Meeting: 24/11/2021 - Policy and Resources Committee (Item 118)

118 2nd Quarter Finance, Performance and Risk Monitoring Report pdf icon PDF 159 KB

Additional documents:

Minutes:

The Director of Finance and Business Improvement introduced the financial update within the report and referenced the projected favourable revenue outturn of a £265,000 underspend. The underspend in the capital budget had resulted from the delay in the commencement of various capital schemes, rather than a cancellation of or saving against the planned schemes. 

 

The Senior Business Analyst introduced the performance update within the report; the Key Performance Indicator (KPI) for the ‘Percentage of Non-domestic Rates Collected’ had missed its target by just over three per cent, due to the end of the 100 per cent business rates relief holiday provided by the government during the Covid-19 pandemic. The ‘Percentage of Council Tax collected’ had surpassed its target.

 

Two of the targeted indicators across the Council’s other Service Committees had missed the target by more than 10 per cent; ‘Footfall in the Town Centre’ and ‘Number of youths unemployed’ however the latter was improving. The addition of the ‘Way we Work’ KPI was highlighted.

 

The Deputy Head of Audit introduced the risk management update which included the 14 risks identified within the corporate risk register. Following the previous update provided to the Committee, the four additional corporate risks had been discussed with the risk owners and scored as appropriate.

 

A risk concerning the impact of hybrid working and the retention of talent was being developed, alongside further monitoring of the IT Security Failure risk. The horizon risks were briefly outlined, alongside the continued review of the financial uncertainty risk by the corporate leadership team. The introduction of JCAD software was noted.

 

In response to questions, the Director of Finance and Business Improvement confirmed that Maidstone Property Holdings Ltd. managed properties intended for the private rental sector, as opposed to temporary accommodation.
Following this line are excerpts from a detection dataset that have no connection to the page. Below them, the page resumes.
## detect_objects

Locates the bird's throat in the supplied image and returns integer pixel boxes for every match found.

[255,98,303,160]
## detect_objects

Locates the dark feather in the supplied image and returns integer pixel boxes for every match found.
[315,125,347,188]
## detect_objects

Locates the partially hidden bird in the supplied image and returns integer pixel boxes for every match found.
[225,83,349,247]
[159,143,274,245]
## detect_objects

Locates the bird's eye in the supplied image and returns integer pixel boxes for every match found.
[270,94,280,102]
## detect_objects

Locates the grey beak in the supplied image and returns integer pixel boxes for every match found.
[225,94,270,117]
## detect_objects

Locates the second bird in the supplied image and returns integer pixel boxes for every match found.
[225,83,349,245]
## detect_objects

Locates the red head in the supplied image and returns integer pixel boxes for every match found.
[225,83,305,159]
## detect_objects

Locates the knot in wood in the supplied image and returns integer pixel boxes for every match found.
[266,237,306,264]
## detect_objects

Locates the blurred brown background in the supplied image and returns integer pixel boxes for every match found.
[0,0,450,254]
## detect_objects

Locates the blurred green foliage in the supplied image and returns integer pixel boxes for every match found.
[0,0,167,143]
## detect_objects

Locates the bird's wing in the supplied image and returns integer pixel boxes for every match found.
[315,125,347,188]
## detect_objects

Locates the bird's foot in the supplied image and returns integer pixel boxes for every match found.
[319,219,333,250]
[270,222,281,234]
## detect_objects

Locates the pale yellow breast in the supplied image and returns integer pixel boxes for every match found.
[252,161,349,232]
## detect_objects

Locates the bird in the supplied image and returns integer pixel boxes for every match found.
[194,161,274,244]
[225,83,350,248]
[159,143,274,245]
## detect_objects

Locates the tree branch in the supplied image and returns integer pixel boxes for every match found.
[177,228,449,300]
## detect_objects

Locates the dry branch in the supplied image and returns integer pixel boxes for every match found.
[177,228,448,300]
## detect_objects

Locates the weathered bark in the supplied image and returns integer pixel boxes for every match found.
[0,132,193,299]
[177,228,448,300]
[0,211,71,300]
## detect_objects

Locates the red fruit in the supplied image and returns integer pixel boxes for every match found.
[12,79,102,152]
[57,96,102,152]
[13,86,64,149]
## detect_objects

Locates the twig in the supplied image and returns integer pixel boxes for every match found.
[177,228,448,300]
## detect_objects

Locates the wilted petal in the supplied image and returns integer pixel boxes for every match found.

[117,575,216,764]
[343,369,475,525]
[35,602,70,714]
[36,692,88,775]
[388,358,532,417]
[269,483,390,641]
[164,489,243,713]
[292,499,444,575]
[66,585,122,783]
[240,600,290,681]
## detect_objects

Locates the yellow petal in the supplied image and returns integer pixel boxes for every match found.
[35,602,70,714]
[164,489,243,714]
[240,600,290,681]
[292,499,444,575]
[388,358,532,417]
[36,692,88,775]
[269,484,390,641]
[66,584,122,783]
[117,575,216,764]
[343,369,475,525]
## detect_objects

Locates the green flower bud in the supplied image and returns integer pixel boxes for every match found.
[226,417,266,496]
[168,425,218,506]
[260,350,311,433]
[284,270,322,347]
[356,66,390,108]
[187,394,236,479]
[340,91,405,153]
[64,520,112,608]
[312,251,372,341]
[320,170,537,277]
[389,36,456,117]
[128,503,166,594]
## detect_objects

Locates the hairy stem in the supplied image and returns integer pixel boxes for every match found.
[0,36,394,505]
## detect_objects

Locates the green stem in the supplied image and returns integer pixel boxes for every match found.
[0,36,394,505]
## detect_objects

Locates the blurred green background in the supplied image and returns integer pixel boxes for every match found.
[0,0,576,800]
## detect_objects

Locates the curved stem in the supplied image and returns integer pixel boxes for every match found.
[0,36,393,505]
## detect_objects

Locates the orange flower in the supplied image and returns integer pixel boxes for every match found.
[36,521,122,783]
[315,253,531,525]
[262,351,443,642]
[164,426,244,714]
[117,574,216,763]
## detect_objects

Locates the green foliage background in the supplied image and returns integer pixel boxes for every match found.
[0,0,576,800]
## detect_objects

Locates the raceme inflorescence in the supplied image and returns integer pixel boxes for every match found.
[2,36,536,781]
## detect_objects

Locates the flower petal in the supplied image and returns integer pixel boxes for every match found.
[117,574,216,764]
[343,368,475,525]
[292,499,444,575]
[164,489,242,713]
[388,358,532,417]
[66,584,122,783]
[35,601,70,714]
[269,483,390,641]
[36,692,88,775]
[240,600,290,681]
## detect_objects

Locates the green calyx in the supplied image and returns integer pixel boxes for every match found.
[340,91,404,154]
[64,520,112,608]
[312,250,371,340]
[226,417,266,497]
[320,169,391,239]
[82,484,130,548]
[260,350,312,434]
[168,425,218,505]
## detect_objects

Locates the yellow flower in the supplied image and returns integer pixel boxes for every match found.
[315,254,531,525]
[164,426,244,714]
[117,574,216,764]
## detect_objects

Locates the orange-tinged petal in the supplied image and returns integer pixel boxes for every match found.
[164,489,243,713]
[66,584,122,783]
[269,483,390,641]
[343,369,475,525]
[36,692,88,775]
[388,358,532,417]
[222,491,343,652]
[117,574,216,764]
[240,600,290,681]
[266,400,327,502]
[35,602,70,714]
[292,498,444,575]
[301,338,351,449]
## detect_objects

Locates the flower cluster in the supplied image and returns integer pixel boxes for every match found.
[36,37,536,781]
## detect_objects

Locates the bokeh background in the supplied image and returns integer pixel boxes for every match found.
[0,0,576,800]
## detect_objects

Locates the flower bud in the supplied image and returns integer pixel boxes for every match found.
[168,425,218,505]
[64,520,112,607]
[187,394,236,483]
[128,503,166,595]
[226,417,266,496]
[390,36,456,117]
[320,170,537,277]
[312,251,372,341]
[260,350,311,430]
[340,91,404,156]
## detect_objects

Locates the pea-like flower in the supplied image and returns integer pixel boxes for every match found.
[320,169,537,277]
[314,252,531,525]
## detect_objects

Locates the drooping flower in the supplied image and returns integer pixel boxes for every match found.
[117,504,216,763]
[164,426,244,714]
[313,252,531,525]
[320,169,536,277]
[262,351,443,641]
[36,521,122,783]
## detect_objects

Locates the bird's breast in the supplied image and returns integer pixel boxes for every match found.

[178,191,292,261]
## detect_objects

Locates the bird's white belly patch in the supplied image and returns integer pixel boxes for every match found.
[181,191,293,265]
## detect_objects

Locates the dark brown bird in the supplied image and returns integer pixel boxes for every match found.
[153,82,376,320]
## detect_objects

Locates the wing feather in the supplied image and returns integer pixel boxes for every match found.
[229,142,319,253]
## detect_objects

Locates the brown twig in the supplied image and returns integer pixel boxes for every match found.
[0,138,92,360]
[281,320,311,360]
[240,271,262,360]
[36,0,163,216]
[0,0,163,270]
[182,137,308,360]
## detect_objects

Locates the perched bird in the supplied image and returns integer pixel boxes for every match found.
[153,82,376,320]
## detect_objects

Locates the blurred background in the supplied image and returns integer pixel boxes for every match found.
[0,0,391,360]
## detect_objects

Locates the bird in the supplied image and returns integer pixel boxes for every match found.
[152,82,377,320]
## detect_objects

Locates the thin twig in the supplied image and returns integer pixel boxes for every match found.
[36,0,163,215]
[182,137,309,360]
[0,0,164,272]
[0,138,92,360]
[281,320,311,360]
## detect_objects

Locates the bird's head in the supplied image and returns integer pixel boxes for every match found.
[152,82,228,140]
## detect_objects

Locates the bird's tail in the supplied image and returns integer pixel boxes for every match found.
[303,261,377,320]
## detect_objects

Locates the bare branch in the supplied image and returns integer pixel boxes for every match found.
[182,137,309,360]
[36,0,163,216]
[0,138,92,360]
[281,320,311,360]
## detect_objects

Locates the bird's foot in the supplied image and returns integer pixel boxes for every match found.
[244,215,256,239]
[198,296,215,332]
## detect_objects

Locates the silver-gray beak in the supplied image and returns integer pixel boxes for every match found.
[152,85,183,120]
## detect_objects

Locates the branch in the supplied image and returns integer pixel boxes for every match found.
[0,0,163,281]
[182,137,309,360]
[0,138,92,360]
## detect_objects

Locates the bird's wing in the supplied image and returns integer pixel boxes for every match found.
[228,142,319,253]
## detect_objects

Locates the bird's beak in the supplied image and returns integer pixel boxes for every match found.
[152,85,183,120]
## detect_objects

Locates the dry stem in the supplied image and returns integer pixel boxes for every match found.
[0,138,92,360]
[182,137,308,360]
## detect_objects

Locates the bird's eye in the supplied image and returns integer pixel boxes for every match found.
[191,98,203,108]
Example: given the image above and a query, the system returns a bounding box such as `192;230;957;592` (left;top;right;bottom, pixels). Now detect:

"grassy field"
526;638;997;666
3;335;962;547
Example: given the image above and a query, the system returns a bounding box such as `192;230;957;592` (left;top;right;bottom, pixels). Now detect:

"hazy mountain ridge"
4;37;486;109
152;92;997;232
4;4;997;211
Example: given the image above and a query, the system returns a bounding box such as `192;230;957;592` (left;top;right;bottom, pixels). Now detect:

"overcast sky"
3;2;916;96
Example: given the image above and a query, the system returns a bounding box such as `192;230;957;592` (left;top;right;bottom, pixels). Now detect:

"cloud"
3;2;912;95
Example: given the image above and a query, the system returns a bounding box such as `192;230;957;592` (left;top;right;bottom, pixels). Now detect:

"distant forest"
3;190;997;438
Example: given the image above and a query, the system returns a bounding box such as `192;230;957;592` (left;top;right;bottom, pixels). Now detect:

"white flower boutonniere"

There were concerns that the financial risk surrounding capital programme schemes would be increased given the problems being experienced by the construction industry. The Director of Finance and Business Improvement confirmed that the capital programme for the next financial year would be reviewed and any additional financial risks considered. The Director of Regeneration and Place confirmed that the processes undertaken to secure contractors for various schemes had been and would remain robust.

 

RESOLVED: That

 

1.  The Revenue position as at the end of Quarter 2 including the actions being taken or proposed to improve the position, where significant variances have been identified, be noted;

 

2.  The Capital position at the end of Quarter 2, be noted;

 

3.  The write off of £13,887.12 in uncollectable business rates debt, be approved;

 

4.  The Performance position as at Quarter 2, including the actions being taken or proposed to improve the position, where significant issues have been identified, be noted; and

 

5.  The Risk update, attached at Appendix 3 to the report, be noted.